Comment le CDC Afrique collabore-t-il avec l'OMS ?

Nous collaborons très bien avec l'OMS. Je porte également une double casquette en tant qu'envoyé spécial du Dr Tedros [Adhanom Ghebreyesus, directeur général de l'OMS] pour l'Afrique dans le cadre du COVID-19.

Nous venons de terminer un appel avec le Dr Matshidiso Moeti [directeur régional de l'OMS pour l'Afrique] et il y a deux jours, elle et moi avons discuté des stratégies de coordination et de sensibilisation. L'OMS a également joué un rôle important dans l'envoi de matériel de diagnostic aux pays.

Quelles sont les informations dont vous disposez concernant le développement et l'accessibilité des vaccins ?

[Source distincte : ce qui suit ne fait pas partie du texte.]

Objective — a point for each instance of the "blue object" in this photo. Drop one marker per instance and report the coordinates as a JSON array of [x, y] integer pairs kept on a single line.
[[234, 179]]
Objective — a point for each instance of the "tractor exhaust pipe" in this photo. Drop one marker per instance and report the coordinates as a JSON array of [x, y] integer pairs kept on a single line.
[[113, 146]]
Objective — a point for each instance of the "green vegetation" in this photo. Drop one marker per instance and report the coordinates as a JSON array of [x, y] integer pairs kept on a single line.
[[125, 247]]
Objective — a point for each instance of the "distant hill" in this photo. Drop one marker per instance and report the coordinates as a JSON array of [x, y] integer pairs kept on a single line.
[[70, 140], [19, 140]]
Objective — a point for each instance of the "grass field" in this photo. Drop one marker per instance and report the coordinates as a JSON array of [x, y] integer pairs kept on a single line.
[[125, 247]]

Nous ne sommes pas proches d'un vaccin. Nous aurons la chance de disposer d'un vaccin d'ici un an à un an et demi. Je suis membre du conseil d'administration de la Coalition for Epidemic Preparedness Innovation, qui a été créée après l'épidémie d'Ebola de 2013 en Afrique de l'Ouest pour faciliter la mise au point de vaccins. Au sein de ce groupe, je fais également partie du sous-comité pour l'accès équitable, où nous défendons l'accès aux vaccins pour les populations vulnérables.

Des leçons à tirer de l'épidémie d'Ebola ?

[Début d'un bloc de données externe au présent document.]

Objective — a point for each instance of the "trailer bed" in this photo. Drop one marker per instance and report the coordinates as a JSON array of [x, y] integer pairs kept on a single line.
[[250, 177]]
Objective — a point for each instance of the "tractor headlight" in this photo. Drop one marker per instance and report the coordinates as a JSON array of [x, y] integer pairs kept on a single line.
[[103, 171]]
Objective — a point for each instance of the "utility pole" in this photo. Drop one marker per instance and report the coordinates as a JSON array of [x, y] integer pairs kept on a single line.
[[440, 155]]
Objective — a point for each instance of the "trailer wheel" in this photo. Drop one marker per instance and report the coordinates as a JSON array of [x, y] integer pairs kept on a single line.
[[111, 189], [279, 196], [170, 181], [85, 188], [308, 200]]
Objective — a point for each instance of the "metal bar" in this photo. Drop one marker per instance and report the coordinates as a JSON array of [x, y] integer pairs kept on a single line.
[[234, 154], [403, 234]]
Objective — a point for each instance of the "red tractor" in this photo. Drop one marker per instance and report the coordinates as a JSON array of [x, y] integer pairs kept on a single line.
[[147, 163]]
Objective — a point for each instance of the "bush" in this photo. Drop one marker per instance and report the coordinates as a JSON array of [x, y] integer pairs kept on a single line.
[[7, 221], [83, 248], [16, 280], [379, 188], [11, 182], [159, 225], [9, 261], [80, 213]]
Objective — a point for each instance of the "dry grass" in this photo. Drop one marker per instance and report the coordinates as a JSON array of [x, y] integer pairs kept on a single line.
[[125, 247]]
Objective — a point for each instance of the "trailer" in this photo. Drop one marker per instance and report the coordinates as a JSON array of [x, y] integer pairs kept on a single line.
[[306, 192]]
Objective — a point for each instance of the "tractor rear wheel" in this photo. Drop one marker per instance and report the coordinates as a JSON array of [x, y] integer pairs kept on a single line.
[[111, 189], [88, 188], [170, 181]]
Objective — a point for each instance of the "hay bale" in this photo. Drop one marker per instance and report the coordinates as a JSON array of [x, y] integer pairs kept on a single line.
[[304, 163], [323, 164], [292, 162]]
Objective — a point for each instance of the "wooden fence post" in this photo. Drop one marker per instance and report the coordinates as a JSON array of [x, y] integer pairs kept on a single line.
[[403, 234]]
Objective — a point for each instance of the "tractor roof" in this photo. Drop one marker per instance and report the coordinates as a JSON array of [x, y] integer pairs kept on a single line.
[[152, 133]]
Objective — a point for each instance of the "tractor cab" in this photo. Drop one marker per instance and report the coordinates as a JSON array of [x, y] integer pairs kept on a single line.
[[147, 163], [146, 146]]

L'une des leçons que nous avons tirées d'Ebola est l'importance du déploiement de jeunes intervenants africains. Lors de la crise Ebola en Afrique de l'Ouest, nous avons recruté 800 personnes dans ce que nous avons appelé la Force africaine de volontaires des soins de santé, et nous ferons de même pour faire face à cette pandémie.

À l'heure où nous parlons, plus de 50 intervenants sont ici [à Addis-Abeba] et nous les avons fait venir de différents pays pour soutenir notre réponse. Et nous en envoyons certains au Nigeria et d'autres au Cameroun. Nous prévoyons d'intensifier cette action très rapidement.

Quel est votre dernier message aux Africains ?

Mon message à l'Afrique est que nous devrions adhérer à la stratégie continentale approuvée par les ministres africains de la santé en février et défendue par le président de l'Union africaine pour 2020, le président sud-africain Cyril Ramaphosa.

Si nous n'avons pas une stratégie continentale qui nous permette de coordonner, de collaborer, de coopérer efficacement et de communiquer, nous sommes condamnés. Aucun pays ne peut éliminer le COVID-19 à lui seul en Afrique. Nous devons faire preuve d'une unité de but et travailler collectivement pour mener et gagner la guerre contre le COVID-19. Nous n'avons pas le choix.